In December 2021, D2 class 5008 was withdrawn from service and is now stored at Preston Workshops and is used for spare parts on other D class trams. D2 5008 was later returned to service in February 2026.

D class trams are now operated by Malvern and Brunswick depot, all together there are 58 in service D class trams in Melbourne which operate on route 5, 6, 16, 19 and 72.

===Fatigue cracking===
The bodies of both D1 and D2-class vehicles were found to be developing microscopic cracks in November 2006, which could lead to structural collapse in the event of an accident. This resulted in all 59 Combino trams undergoing structural work to strengthen their frames. The repairs necessitated the removal of between four and eight seats per tram, leaving D1-class trams with 32 seats and D2-class trams with 56.

=== Refurbishment ===
Commencing in late 2023, all 59 D class trams received a minor refurbishment, which involved new stop buttons, a new floor and a repainted interior. The refurbishment program was completed in mid 2026.

==Variants==
D class trams comes in two variants: the 38 strong D1-class, which have three-sections; and 21 strong D2-class, which have five-sections. The D1-class entered service in late 2002, being operated from Malvern depot, with the last entering service in 2004, while the D2-class entered service in 2004. From 26 July 2004 D2-class trams were progressively moved to operation on route 96, displacing B-class trams that were in service at the time. In September 2013, following the introduction of the E-class trams, Yarra Trams started to move D2 class trams to Brunswick depot to operate on route 19.

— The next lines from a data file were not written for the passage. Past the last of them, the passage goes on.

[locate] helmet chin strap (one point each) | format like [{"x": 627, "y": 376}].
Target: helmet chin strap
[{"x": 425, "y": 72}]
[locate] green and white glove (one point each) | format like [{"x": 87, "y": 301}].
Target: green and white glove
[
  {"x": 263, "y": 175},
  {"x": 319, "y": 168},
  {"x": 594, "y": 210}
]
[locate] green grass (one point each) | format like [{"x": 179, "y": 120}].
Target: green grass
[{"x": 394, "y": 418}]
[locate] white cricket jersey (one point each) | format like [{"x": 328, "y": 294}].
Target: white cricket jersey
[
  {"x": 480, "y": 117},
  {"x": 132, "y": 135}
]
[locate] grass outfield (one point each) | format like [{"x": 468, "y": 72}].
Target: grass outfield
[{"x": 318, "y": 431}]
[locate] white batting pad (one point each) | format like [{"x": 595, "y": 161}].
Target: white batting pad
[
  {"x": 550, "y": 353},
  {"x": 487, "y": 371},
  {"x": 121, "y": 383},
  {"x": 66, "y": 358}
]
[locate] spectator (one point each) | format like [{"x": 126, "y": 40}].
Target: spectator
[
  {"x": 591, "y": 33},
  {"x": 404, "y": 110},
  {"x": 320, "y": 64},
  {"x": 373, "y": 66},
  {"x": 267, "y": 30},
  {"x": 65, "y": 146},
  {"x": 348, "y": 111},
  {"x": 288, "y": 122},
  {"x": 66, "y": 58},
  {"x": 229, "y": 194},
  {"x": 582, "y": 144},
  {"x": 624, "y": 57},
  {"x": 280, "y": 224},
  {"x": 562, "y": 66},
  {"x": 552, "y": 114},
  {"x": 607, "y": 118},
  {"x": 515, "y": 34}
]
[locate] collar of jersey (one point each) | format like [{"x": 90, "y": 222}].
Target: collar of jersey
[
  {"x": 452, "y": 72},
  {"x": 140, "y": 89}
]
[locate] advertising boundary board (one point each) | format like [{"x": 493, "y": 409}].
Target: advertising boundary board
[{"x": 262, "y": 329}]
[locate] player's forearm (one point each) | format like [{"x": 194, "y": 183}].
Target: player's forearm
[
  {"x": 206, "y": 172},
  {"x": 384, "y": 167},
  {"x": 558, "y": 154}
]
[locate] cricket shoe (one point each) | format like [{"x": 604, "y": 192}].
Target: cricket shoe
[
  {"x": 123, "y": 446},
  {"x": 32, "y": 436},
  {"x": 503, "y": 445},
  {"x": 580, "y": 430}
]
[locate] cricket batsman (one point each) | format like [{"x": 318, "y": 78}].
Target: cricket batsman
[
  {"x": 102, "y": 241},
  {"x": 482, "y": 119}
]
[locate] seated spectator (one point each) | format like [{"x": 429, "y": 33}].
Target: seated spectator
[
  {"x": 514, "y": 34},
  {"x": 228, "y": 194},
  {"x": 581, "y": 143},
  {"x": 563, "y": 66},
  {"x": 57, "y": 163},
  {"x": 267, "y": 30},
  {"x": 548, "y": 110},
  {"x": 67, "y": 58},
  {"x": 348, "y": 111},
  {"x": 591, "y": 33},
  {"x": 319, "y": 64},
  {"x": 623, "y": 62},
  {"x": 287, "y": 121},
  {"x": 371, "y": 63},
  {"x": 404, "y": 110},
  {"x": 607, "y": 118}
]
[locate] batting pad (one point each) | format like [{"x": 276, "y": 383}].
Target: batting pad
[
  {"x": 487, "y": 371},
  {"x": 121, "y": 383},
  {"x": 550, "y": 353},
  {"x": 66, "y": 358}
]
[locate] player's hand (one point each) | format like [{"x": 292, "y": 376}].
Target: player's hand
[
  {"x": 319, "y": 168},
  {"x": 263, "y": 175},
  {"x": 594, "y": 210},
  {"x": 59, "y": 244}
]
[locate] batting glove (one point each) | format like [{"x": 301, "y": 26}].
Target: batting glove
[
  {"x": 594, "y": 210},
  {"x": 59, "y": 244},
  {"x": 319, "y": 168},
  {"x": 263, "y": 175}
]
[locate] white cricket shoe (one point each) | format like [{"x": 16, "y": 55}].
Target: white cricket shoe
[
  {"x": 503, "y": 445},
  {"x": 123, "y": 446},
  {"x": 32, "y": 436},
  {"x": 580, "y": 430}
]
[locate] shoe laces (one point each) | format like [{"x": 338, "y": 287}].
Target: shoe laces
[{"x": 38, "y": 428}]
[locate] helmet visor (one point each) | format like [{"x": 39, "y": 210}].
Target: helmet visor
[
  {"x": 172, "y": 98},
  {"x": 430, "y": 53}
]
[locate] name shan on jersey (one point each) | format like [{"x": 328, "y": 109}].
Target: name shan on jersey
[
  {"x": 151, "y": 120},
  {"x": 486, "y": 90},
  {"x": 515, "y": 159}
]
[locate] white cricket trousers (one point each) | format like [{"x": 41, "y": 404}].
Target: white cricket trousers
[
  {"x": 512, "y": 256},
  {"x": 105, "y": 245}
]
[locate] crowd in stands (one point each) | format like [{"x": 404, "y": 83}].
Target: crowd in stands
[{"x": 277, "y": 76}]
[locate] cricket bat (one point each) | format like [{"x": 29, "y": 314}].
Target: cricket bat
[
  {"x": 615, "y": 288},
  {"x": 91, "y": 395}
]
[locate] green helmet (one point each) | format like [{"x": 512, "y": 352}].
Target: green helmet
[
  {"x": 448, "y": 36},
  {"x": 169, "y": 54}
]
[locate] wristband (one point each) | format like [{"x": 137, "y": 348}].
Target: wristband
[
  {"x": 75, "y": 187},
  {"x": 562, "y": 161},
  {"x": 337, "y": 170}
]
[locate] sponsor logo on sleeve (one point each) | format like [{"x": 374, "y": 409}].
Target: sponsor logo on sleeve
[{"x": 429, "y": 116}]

As of March 2017, all D1-class operate from Malvern depot, while all D2-class operate out of Brunswick depot.

==Operation==
D1-class trams operate on the following routes:
- 5: Malvern to Melbourne University
- 6: Glen Iris to Moreland
- 16: Kew to Melbourne University
- 72: Camberwell to Melbourne University

D2-class trams operate on the following routes:
- 6: Glen Iris to Moreland
- 19: North Coburg to Flinders Street Station

==In Kaohsiung==
In January 2004, a Melbourne D2-class tram operated on a demonstration track in Central Park, Kaohsiung, Taiwan before being delivered to Melbourne. The Kaohsiung City Government built the temporary line to demonstrate the concept of light rail.

==Criticisms==
In March 2016, Time Out Magazine rated the D Class tram the worst on the Yarra Trams network. The reasons given were a low number of seats, the uncomfortableness of the seats, a loud screech when the doors open and close and poor ride quality.